Yet, Greinke is nowhere close to a true power pitcher like Justin Verlander in his prime, or Pedro Martinez (10.0 career K/9).
This brings us back to 23-year-old Yordano Ventura.
Ventura throws the hardest average fastball of any starting pitcher in the majors. Fortunately, Ventura models himself on fellow Dominican Pedro Martinez—who led the A.L. in strikeout three times between 1999 and 2002.
Yordano Ventura did ring up a good number of hitters in his rookie season. He struck out 159 hitters in 183.0 innings pitched (IP) for a K/9 of 7.74. Yet, that season left Ventura far behind MLB strikeout leader David Price (271).
Part of the reason the Kansas City Royals have never had a strikeout king is that the franchise’s pitching coaches have tended to preach a pitch-to-contact philosophy to exploit Kauffman Stadium’s spacious outfield.
The other obstacle to Yordano Ventura becoming a strikeout king is his lack of secondary stuff.
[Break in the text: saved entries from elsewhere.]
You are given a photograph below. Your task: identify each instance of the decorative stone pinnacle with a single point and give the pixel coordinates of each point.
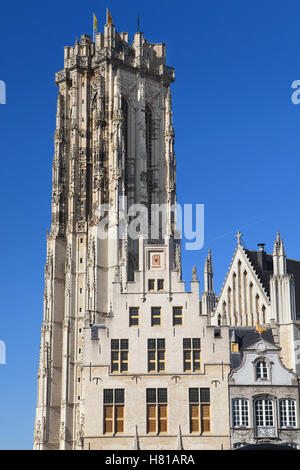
(239, 236)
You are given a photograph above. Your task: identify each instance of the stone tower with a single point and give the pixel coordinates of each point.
(113, 145)
(117, 320)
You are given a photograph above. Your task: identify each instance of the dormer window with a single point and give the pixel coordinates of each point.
(261, 370)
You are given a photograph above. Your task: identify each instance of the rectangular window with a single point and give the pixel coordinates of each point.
(157, 410)
(199, 403)
(287, 413)
(264, 413)
(240, 412)
(134, 316)
(156, 355)
(119, 355)
(155, 316)
(177, 316)
(191, 354)
(113, 411)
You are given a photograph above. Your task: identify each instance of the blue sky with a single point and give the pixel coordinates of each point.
(237, 145)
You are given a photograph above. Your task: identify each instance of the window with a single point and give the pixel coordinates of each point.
(155, 316)
(177, 316)
(240, 412)
(134, 316)
(234, 347)
(119, 355)
(156, 355)
(191, 354)
(113, 413)
(125, 135)
(287, 410)
(157, 410)
(149, 151)
(264, 417)
(261, 369)
(199, 403)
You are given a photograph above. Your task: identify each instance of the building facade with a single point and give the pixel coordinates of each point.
(263, 393)
(129, 359)
(127, 356)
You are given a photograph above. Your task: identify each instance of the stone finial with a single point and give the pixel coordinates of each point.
(239, 236)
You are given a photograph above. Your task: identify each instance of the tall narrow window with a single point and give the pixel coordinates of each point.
(199, 403)
(156, 355)
(240, 412)
(261, 369)
(264, 417)
(157, 410)
(155, 316)
(287, 410)
(125, 133)
(191, 354)
(134, 316)
(177, 316)
(113, 411)
(119, 355)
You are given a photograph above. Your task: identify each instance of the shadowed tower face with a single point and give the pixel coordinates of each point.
(114, 147)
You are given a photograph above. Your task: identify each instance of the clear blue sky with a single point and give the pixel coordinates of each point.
(237, 145)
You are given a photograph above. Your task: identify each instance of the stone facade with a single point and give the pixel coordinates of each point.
(264, 395)
(130, 359)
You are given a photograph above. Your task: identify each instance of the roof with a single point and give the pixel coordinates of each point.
(267, 446)
(264, 271)
(244, 337)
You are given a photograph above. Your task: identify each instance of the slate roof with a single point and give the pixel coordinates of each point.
(264, 271)
(244, 337)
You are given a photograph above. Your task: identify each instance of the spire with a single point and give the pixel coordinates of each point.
(208, 273)
(239, 236)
Ventura throws a decent curve, but his change-up is pretty much a straight, 90-mph offering that resembles a fastball for most other pitchers.
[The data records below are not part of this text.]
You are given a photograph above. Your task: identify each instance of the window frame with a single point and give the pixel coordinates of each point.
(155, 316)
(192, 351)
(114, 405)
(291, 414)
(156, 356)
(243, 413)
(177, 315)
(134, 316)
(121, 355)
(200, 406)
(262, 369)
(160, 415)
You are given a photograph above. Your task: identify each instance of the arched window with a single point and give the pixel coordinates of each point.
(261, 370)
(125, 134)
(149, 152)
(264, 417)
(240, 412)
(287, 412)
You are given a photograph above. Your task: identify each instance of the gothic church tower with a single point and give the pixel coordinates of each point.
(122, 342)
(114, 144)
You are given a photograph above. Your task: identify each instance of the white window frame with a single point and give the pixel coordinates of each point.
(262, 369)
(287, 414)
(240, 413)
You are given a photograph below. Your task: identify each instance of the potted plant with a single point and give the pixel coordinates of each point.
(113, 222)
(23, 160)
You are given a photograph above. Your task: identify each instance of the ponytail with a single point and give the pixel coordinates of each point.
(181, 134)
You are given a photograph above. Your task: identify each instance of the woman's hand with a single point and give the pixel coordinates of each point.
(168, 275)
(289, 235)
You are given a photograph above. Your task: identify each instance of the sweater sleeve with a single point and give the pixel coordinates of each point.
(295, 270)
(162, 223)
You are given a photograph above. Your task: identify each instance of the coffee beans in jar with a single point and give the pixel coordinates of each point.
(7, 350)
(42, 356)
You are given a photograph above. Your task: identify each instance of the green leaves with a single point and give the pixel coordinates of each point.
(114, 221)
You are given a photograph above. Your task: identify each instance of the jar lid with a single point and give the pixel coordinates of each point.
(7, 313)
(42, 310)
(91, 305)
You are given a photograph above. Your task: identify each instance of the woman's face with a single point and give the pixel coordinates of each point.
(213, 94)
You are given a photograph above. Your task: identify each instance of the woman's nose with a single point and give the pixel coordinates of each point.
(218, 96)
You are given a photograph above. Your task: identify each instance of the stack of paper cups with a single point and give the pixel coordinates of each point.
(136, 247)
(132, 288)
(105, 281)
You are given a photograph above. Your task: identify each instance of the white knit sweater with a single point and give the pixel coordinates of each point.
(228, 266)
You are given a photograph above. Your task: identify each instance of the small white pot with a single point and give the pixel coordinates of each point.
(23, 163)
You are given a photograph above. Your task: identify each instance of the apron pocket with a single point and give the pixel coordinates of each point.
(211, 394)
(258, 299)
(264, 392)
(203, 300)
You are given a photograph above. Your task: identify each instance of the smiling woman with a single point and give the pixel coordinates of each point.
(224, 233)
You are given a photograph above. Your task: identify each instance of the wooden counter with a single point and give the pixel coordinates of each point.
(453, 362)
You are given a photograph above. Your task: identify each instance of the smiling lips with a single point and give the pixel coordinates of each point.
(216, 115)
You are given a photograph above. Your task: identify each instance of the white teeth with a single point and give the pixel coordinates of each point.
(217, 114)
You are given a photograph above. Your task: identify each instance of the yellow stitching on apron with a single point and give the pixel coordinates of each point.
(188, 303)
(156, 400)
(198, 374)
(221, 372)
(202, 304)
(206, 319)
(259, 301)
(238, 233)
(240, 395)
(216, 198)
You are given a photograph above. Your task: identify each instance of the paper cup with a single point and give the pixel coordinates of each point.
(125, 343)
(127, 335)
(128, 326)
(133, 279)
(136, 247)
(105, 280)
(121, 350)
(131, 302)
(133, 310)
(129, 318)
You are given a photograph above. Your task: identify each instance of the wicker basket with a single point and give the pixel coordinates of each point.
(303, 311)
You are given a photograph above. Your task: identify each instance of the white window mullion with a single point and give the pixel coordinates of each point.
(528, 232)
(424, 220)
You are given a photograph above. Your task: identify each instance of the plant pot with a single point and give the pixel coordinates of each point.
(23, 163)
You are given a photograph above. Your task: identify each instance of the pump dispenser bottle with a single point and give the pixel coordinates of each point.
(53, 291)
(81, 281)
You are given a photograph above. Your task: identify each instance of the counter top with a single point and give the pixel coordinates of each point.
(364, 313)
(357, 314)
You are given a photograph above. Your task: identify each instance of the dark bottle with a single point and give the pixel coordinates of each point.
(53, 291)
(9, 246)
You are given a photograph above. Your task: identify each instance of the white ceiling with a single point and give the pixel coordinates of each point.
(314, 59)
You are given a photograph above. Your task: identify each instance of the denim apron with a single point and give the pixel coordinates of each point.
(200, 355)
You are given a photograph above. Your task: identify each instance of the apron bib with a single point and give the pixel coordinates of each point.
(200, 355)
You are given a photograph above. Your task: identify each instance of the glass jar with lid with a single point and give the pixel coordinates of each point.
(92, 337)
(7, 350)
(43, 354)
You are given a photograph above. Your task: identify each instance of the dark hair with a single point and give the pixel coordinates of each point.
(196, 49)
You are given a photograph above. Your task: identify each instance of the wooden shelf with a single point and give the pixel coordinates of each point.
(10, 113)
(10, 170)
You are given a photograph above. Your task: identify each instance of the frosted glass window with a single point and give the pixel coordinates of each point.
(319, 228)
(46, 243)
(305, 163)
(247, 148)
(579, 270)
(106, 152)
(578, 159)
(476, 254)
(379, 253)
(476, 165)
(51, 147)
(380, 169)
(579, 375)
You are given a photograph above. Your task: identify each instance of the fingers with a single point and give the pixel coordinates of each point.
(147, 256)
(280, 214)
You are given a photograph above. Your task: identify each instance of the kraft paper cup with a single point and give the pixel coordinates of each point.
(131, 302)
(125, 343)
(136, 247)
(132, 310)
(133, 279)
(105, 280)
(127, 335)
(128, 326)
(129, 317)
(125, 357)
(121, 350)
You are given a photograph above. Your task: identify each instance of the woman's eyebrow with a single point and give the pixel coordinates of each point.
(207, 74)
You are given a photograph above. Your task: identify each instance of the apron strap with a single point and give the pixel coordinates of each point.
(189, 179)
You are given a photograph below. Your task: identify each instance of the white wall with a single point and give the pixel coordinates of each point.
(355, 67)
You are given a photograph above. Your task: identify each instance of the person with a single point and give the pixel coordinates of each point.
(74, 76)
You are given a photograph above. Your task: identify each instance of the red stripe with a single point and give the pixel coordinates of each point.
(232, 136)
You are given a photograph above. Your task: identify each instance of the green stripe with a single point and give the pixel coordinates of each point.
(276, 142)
Even so, Ventura gets a decent 33.89% whiff per swing rate with his change—probably due to the contrast with his hard fastball. In fact, it’s the pitch MLB hitters are most likely to miss, compared with a 23.61% rate for his fourseam fastball, and 33.63% rate for his curve.
That Yordano Ventura can get hitters to miss what is mostly a straight change is a testament to his overwhelming hard stuff.
Thus we’re left with an irony: for Yordano Ventura to become a true power pitcher he needs to improve his slow stuff.
Until Ventura can develop a change with better action and a bigger velocity gap compared to his hard stuff, he will not become the first strikeout king in Kansas City Royals history.